И ещё желание стало невыносимо жгучим, потому что Лёля вела себя непоследовательно и сбивала с толку. Была голой и неприступной одновременно. Дразнила и отталкивала. Становилась то одним человеком, то другим. Сводила с ума.
Валерик не успел уснуть к моменту, когда заплакал проголодавшийся Даня. Валерик трясущимися руками заправил бутылочку кефиром и пытался унять накатывающее волнами возбуждение, пока кормил. Он ненавидел себя. Так явно и откровенно мечтать о женщине, кормя маленького ребёнка, казалось ему омерзительным, но справиться с собой Валерик не мог.
И, наверное, из-за нервного возбуждения, передавшегося малышу, кормление и укладывание на этот раз заняли чрезвычайно много времени. Светало, когда Валерик, наконец, смог пойти спать.
Он заглянул в Лёлину комнату, когда относил бутылочку на кухню. Рассеянный свет скользил по складкам её одеяла.

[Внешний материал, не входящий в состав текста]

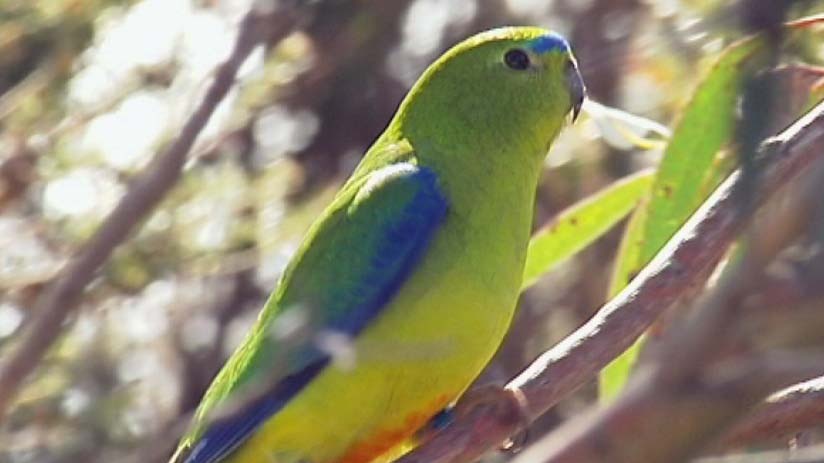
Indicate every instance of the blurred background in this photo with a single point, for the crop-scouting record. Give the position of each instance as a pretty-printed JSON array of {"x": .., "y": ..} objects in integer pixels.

Лёля укрылась едва ли не с головой, и лишь узкая пятка выскользнула из-под одеяла.
Валерик сделал ещё шаг по направлению к кухне, и вдруг понял, что умрёт от любопытства, если не узнает, в самом ли деле она спит голой.
Лёля слегка пошевелилась, выпростала из-под одеяла руку, и тонкую, и округлую одновременно. Валерик присмотрелся, стараясь понять, как это может быть, и не понял, но остался очарован этой женской загадкой. Он чувствовал себя пьяным. Им будто руководили извне, а он только смотрел, слушал, чувствовал и удивлялся.
Бутылочку из-под кефира Валерик поставил на пол возле печки и тут же зацепил ногой. Чуть постукивая, она покатилась по гладко оструганным доскам, остатки кефира разрисовали прозрачное стекло белыми гладкими дугами.
Валерик не обратил внимания. Он перешагнул высокий брусок порожка, поколебался немного и, сделав последний шаг, уселся на кровати. Панцирная сетка, покрытая двумя матрасами, жалобно прогнулась. Лёля приоткрыла глаза. Она казалась сонной, но Валерик уже точно знал: это игра, и она ждала его.